What is impressive to me is that, even without correcting for judge bias, the two methods are very comparable. Bear in mind it is NOT because every team receives identical win ranks and point ranks. In fact, as you will see in the next section, some teams got quite different ranks from points and from wins!

## Power-matching

In the second part of my analysis, I looked at how power-matching influenced the results. I could not separate out how each round was power-matched because that information was not available through debateresults.com. But college debate rounds tend to be power-matched high-low, which is better than power-matching high-high (as my experiment showed). I eliminated teams with fewer than 12 rounds because they have such erratic results. This left 390 teams for the second analysis.

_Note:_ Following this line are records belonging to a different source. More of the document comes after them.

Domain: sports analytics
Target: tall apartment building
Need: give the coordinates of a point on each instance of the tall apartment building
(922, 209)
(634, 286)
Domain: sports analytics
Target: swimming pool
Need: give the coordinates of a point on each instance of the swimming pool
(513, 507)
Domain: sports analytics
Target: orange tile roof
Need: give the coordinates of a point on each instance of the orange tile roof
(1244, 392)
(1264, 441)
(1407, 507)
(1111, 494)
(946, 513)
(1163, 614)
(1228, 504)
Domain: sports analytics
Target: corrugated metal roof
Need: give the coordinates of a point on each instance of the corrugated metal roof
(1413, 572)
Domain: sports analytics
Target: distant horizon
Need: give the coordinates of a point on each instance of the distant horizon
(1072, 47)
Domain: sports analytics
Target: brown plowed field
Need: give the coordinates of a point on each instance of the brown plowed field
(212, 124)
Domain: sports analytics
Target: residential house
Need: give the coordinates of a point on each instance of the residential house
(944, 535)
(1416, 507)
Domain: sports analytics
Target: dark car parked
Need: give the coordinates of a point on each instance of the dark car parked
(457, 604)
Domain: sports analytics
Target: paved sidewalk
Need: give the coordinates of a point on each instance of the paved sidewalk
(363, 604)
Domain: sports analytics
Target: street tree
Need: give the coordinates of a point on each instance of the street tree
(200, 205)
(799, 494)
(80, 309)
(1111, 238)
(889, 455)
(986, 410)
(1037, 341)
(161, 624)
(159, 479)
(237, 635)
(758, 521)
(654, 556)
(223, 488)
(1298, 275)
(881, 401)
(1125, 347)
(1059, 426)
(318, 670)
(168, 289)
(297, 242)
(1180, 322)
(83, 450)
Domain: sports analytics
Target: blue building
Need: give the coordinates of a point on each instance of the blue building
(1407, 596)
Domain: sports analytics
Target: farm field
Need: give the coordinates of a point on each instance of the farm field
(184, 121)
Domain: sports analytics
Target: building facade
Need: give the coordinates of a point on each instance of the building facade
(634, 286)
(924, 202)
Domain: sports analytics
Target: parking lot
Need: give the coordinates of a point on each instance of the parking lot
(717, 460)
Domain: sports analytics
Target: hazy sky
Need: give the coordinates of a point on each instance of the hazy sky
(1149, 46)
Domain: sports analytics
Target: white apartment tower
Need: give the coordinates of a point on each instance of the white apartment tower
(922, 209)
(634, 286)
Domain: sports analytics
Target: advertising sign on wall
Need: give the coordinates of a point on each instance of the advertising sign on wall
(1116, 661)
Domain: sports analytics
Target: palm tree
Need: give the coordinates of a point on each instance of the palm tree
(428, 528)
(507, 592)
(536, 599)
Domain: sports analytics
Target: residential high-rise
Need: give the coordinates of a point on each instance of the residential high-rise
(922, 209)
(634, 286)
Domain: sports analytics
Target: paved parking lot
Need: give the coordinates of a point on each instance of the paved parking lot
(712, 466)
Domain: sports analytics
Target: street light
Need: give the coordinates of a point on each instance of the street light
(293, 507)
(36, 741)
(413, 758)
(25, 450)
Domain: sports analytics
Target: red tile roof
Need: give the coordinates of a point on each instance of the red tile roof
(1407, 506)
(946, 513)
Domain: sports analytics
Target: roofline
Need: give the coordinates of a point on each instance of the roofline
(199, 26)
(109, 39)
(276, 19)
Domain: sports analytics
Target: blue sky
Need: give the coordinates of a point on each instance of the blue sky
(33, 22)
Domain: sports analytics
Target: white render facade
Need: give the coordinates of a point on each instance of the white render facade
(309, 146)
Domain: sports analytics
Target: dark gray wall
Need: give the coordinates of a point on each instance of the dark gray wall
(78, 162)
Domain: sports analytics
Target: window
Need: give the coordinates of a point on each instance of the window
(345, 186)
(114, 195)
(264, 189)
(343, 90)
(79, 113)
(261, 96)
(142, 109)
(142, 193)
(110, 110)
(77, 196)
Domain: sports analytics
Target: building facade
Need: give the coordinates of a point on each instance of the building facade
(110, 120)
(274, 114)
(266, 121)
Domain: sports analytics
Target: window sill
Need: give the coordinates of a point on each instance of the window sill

The goal of power-matching is to give good teams harder schedules and bad teams weaker schedules. Does it succeed at this goal?

No:

I made pairwise comparisons between the best and second-best team, the second- and third-best team, and so on. It is common for two teams with nearly identical ranks to have very different schedules. The average difference in schedule strength is 68 ranks apart out of only 730 ranks, which is almost a tenth of the field! One team may face a schedule strength at the 50th percentile, while a nearly identical team faces a schedule strength at the 60th percentile. Bear in mind that this is the average; in some cases, two nearly identical teams faced schedule strengths 30 percentiles apart! I cannot think of clearer evidence that power-matching fails at its assigned goal.

Finally, I performed a regression to see whether these differing schedule strengths is the cause of the discrepancy between win ranks and point ranks.

Yes:

The horizontal axis shows the difference between each team's rank and its schedule strength. The zero represents teams that have ranks equal to schedule strength. The vertical axis shows the difference between each team's win rank and point rank.

Teams in the upper right corner had easier schedules than they should have (under power-matched) and better win ranks than point ranks. Teams in the lower right corner had harder schedules than they should have (over power-matched) and had worse win ranks than point ranks. Having easy schedules improved win ranks; having hard schedules worsened win ranks. The effect is substantial: r^2 is 0.49. Of course, some of the discrepancy between the ranks is caused by other factors: random judging, teams that speak poorly but make good arguments, etc. But power-matching itself is the largest source of the discrepancy.

Given that the schedule strengths varied so much, this is a big, big problem. I know that tab methods have improved since 2006-7 and now factor in schedule strength; this analysis should be rerun on the current data set to see if the problem has been repaired.

## Conclusions

1. Speaker points are just as accurate a measure of true team strength as win-loss record. This confirms the results of my experiment showing that power-matched win-loss record is at rough parity in accuracy to median speaker points.
2. Power-matching as practiced in the 2006-07 college debate season does not give equal strength teams equal schedules. (This method is probably still in use in many high school tournaments.)
3. Unequal schedule strengths are highly correlated with discrepancies in the two ranking methods, point ranks and win ranks.

One could argue for power-matching on educational grounds: it makes the tournament more educational for the competitors. However, it is clear from this analysis that power-matching is not necessary to figure out who the best teams are. In fact, it might actually be counterproductive. Using power-matched win-loss records takes out one source of variability from the ranking method -- judges who give inaccurate speaker points -- but adds an entirely new one: highly differing schedule strength!